2. Due to better operational efficiencies and overhead absorption rate as a result of gradual-ramp up in opening new beds and hence gaining incremental revenue underpinned by higher patient throughput, the group’s two hospitals under gestation turned EBITDA-positive. Its other hospitals, namely KPJ Perlis and KPJ Miri recorded small operating loss of RM0.2m in 1QFY23. The group expect all four hospitals to breakeven somewhere in 2023 as revenue is gaining momentum.

3. Damansara Specialist Hospital 2 (DSH2) posted 1QFY23 losses of RM22m, similar to 4QFY22. In 1QFY23, BOR came in at 34% compared to 38% in 4QFY22 on gradual ramp-up in activities. The group aims to increase bed capacity from 60-123 beds in 2023 to 205-265 beds in 2025. Initially, DSH2 is targeting 30% medical tourism in FY23 (thereafter 50% in 2025) by offering cardiac services through collaboration with consultants to bring in patients from the Middle East. Recall, the group is targeting DSH2 to be EBITDA-positive within three years by deploying 50% of capacity towards medical tourism coupled with offering high revenue intensity services to reduce the gestation period including elective surgeries like neurosurgery, cardiac surgery, gastroenterology & endoscopy procedures and orthopaedics.

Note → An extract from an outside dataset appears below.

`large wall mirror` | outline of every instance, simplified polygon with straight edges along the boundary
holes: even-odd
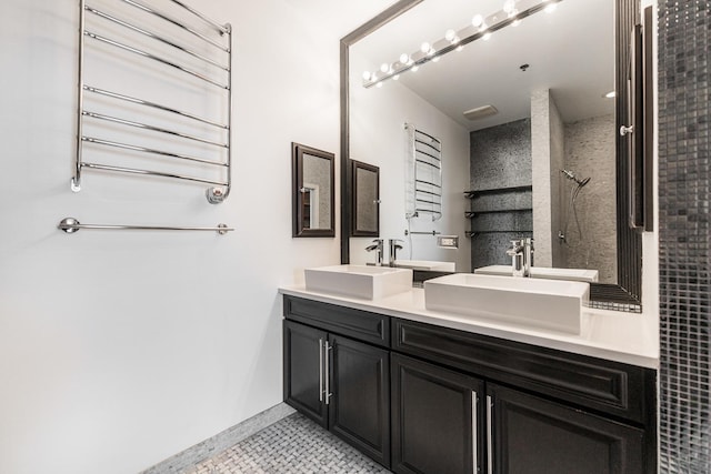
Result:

4. The group is positioning DSH2 as KPJ Healthcare’s first smart hospital by taking the lead in digital transformation. Upon successful implementation, the digital transformation is expected to be replicated in the group’s other hospitals. Specifically, KPJ will implement a new Hospital Information System (nHIS), which is a platform that provides data-driven intelligence by utilising analytics and insight using a machine learning engine. At the heart of the system is AI-driven Electronic Medical Records System, coupled with an Internet of Things (IoT) network to enable seamless integration of processes, systems and experiences throughout the facility.

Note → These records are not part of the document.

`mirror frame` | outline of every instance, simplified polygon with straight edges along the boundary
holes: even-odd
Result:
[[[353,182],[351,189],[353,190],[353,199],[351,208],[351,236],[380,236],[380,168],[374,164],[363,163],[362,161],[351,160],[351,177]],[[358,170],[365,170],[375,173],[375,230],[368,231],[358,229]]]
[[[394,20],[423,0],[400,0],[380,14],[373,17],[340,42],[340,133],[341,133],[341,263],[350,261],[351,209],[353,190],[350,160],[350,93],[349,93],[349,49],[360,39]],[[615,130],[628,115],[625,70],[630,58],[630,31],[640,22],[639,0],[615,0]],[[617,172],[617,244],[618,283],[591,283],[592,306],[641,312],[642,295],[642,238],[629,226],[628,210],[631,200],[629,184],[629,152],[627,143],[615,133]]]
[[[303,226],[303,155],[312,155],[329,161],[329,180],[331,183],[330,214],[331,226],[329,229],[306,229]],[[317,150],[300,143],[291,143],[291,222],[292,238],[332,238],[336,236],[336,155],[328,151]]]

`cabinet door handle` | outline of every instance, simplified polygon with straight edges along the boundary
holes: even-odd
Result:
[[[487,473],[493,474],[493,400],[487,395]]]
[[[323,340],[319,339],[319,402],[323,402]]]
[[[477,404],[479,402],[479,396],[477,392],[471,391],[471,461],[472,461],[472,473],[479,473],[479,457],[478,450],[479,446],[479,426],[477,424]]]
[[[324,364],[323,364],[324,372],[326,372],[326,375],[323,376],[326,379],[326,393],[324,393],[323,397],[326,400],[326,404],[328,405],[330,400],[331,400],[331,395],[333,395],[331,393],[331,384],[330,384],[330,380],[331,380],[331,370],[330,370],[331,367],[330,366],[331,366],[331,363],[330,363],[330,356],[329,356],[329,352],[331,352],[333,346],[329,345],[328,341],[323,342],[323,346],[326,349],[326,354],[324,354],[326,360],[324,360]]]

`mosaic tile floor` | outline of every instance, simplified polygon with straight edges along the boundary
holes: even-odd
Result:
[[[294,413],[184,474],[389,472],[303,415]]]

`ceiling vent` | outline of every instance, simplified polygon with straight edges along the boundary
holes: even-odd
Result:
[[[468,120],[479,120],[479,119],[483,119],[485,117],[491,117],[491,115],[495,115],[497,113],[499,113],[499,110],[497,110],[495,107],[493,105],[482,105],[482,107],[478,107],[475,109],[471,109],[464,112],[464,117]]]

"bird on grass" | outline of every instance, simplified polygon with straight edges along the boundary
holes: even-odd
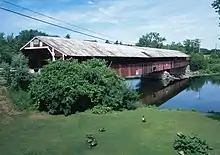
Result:
[[[142,122],[143,122],[143,123],[145,123],[145,122],[146,122],[146,120],[145,120],[144,116],[142,117]]]

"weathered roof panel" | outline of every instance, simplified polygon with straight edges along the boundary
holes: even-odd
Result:
[[[166,49],[113,45],[89,41],[78,41],[58,37],[36,37],[67,56],[91,57],[189,57],[187,54]]]

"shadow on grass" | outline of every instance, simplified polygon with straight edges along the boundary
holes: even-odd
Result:
[[[209,113],[207,117],[213,120],[220,121],[220,113]]]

Outlook. Looking ahead into FY23, we project KPJ’s patient throughput to grow 14% (vs. 12% in FY22) and BOR of 70% (vs. 58% in FY22) as the demand for private healthcare services resumes its growth path post the pandemic.

Forecasts. We keep our earnings forecasts unchanged. Our TP remains at RM1.50 based on 28x FY24F EPS, in line with its regional peers. There is no adjustment to our TP based on ESG given a 3-star rating as appraised by us (see Page 4). Reiterate OUTPERFORM.

We continue to like KPJ for: (i) the low “price elasticity of demand” for healthcare service, which mean players are less vulnerable to high inflation as they could pass on the higher cost, (ii) it being a reopening play, especially for elective surgeries, and (iii) its strong market position locally with the largest network of 29 private hospitals (vs. only 16 of IHH Healthcare’s Malaysia operation in the second place).

Key risks to our call are: (i) regulatory risk, (ii) the lack of political will to roll out a national health insurance scheme, and (iii) longer-than-expected gestation periods for its newer hospitals.